1) $\displaystyle z^{2}+2(1+i)z+2=0$
The form suggests a step I wouldn't have taken assuming it just leads to quadratic formula:
2) $\displaystyle [z+(1+i)]^{2}=z^{2}+2(1+i)z+(1+i)^{2}$
Substituting
$\displaystyle z^{2}+2(1+i)z=(z+1+i)^{2}-(1+i)^{2}$ into 1) gives:
$\displaystyle (z+1+i)^{2}=2(i-1)$

Now comes the tricky part. Let
3) $\displaystyle a+bi=z+1+i$. and then
4) $\displaystyle (a+bi)^2=2(i-1)$ and square a+bi rather than trying to find $\displaystyle [2(1-i)]^{\frac{1}{2}}$

Solve for a and b by equating real and imaginary parts of 4).

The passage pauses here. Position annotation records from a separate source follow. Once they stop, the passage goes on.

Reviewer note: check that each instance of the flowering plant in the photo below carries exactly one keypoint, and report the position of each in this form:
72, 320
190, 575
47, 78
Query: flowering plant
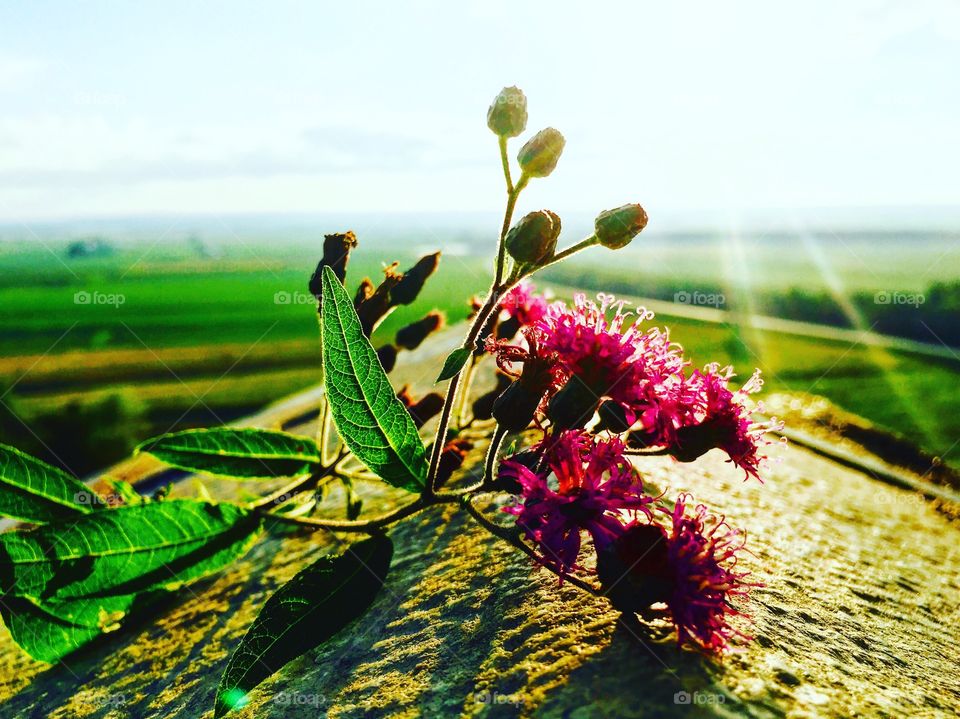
585, 390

Then find z from 3).
At this point the actual algebra is elementary and, in my opinion, a waste of time once you understand how you got here, but it gives for z:
$\displaystyle z=-1+\sqrt{\sqrt{2}-1}+i\left ( -1+\sqrt{\sqrt{2}+1} \right )$
$\displaystyle z=-1-\sqrt{\sqrt{2}-1}+i\left ( -1-\sqrt{\sqrt{2}+1} \right )$

Comment:
It's nice because it let's you solve for z without having to find $\displaystyle [2(1-i)]^{\frac{1}{2}}$.
The actual calculation is much simpler algebra than letting z=a+bi and substituting into OP. Unfortunately, I missed the "tricky" part and didn't understand this proof, and assumed it couldn't be right because you couldn't do it without taking square root of a complex number somewhere (assuming it didn't factor into a perfect square), but the same procedure works for the general complex quadratic. So it isn't just a matter of elementary algebra, aside from the trick

As for the "simple" comments, no comment.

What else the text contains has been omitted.